Dans ces campagnes fécondes, on trayait la brebis, la chèvre et la vache. Le lait variait au rythme des saisons, donnant des fromages tantôt frais, tantôt secs, que l’on consommait sur place ou que l’on échangeait contre d’autres denrées. Pline l’Ancien, dans son Histoire naturelle, évoque les fromages venus de Gaule, et notamment ceux des Allobroges, célèbres pour leur puissance de goût et leurs vertus médicinales. Leur renommée avait gagné Rome, où l’on prisait ces saveurs intenses.

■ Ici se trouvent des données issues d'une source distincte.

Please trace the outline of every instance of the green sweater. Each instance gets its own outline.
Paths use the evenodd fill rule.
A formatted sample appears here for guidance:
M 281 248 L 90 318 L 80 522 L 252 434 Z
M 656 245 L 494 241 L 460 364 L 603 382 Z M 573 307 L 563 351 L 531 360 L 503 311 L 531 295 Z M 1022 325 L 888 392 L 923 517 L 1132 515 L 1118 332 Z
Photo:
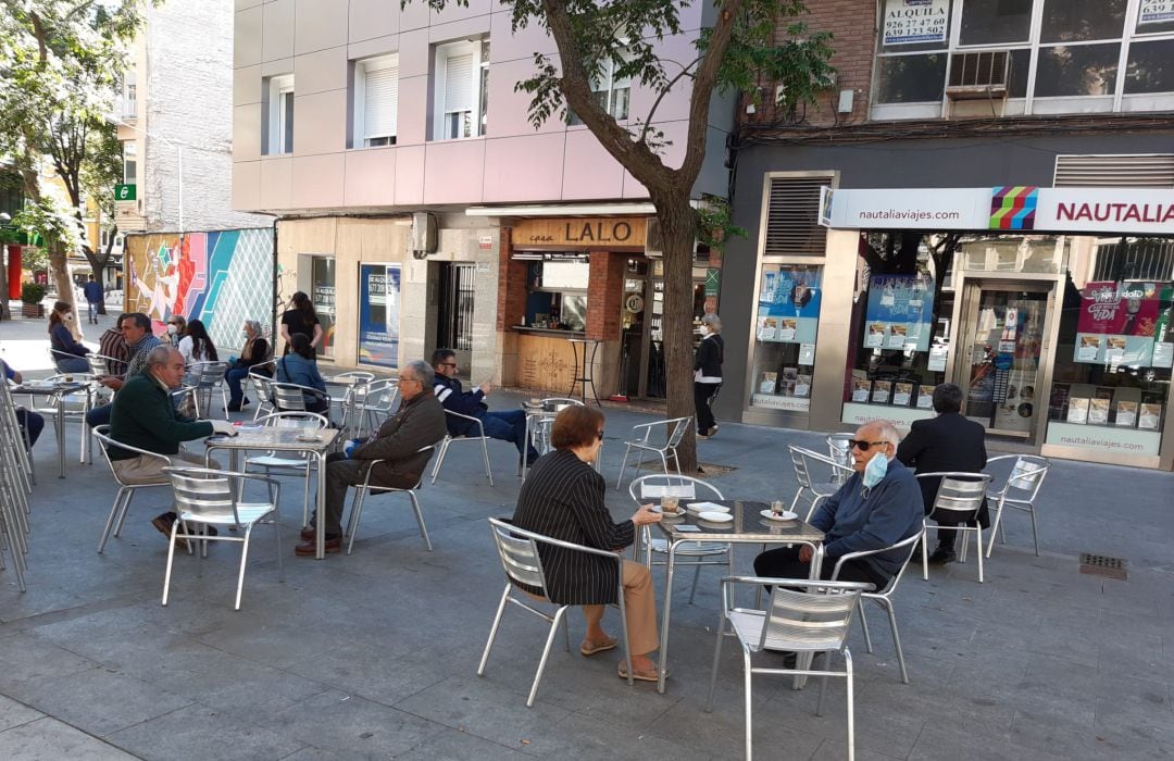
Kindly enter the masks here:
M 171 395 L 148 372 L 126 382 L 114 395 L 110 410 L 110 438 L 158 454 L 175 454 L 181 442 L 212 435 L 212 424 L 191 420 L 175 411 Z M 139 457 L 134 452 L 110 449 L 110 459 Z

Après la conquête, les Gaulois adoptèrent les usages romains sans renier leurs traditions : leurs vases troués en terre cuite furent remplacés par la fiscella, petit panier d’osier où s’égouttait le lait caillé. Le geste, lui, demeura le même — un geste de patience et de soin transmis de génération en génération. Ainsi, lorsque Rome apporta ses usages, la Gaule possédait déjà les siens : le fromage n’y fut pas une invention étrangère, mais une tradition partagée.

De la main qui trait à celle qui presse, le lait a traversé les siècles sans perdre son âme. Chaque fromage garde en soi, la trace du temps et le parfum des saisons — témoignage silencieux d’un savoir immémorial. À travers lui, c’est une part du monde ancien qui survit encore aujourd’hui, inscrite dans nos gestes, nos tables et nos goûts : un patrimoine vivant de l’humanité.